Mas, como sabemos, o problema financeiro é agravado ainda pela pequena criatividade do setor saneamento em buscar soluções para a questão da água. Os recursos hídricos subterrâneos ainda são considerados por muitos engenheiros hidrólogos como uma alternativa limitada e preterida, muitas vezes pelo preconceito ou pela falta de informação existente.
As águas subterrâneas são, via de regra, um recurso mais barato que as águas superficiais. Sua disponibilidade, quando bem estudada, permite o abastecimento de médias e pequenas cidades, com grandes vantagens, não somente de custos, mas também em termos de perenidade.
O problema da não/restrita utilização dos aqüíferos para o abastecimento público é complexa e obviamente não se limita ao desconhecimento do técnico, mas também da informação bem colocada. O dado disponibilizado/publicado poderia dar mais chances às águas subterrâneas, em vários projetos, inclusive no fornecimento de água potável e na irrigação.
É sintomático, por exemplo, que cursos de agronomia não discuta, em nenhuma disciplina, o recurso hídrico subterrâneo. O mesmo ocorre com os engenheiros civis. Eles saem das escolas com o mesmo conhecimento que um leigo tem sobre as águas subterrâneas, quase nada.

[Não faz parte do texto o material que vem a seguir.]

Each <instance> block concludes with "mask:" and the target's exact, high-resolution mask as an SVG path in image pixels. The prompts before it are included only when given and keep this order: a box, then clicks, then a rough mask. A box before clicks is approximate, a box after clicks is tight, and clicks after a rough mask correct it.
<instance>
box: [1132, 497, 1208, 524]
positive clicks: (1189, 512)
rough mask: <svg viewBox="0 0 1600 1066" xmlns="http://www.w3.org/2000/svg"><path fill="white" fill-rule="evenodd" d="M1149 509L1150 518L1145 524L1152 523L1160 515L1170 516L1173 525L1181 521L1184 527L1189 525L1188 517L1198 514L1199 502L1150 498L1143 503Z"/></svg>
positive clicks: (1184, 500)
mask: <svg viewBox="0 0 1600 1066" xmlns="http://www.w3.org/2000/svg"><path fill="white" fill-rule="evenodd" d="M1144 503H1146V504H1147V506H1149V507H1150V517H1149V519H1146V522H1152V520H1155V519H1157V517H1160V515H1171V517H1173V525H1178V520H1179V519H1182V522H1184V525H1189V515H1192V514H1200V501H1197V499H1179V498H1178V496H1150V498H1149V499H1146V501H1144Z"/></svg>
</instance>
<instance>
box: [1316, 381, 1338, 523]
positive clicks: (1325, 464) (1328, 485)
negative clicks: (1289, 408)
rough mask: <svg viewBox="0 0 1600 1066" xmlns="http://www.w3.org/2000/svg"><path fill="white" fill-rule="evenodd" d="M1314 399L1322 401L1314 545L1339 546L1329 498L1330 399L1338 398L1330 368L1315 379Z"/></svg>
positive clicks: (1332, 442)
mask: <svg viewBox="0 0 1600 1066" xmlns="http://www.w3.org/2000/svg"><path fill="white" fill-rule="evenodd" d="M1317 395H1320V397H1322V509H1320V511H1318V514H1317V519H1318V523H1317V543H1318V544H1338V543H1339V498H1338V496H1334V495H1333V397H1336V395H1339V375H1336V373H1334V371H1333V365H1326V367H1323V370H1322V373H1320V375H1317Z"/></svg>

Divulgar a importância dos recursos hídricos, inclusive como uma alternativa econômica para a sociedade, deveria ser uma das atividades constantes da nossa ABAS e de todos os militantes do setor. Os resultados não serão apenas econômicos para todo o mercado de águas subterrâneas, mas terão também um grande alcance social.

Olho: Cerca de 5 milhões de crianças, com menos de 5 anos de idade, morrem vitimadas por doenças de veiculação hídrica, como a diarréia e as verminoses (traduzindo: águas de péssima qualidade e sem saneamento básico decente)

Ricardo Hirata é professor do Instituto de Geociências da USP, pesquisador do CEPAS- IGc-USP. Hirata escreve mensalmente nesta coluna.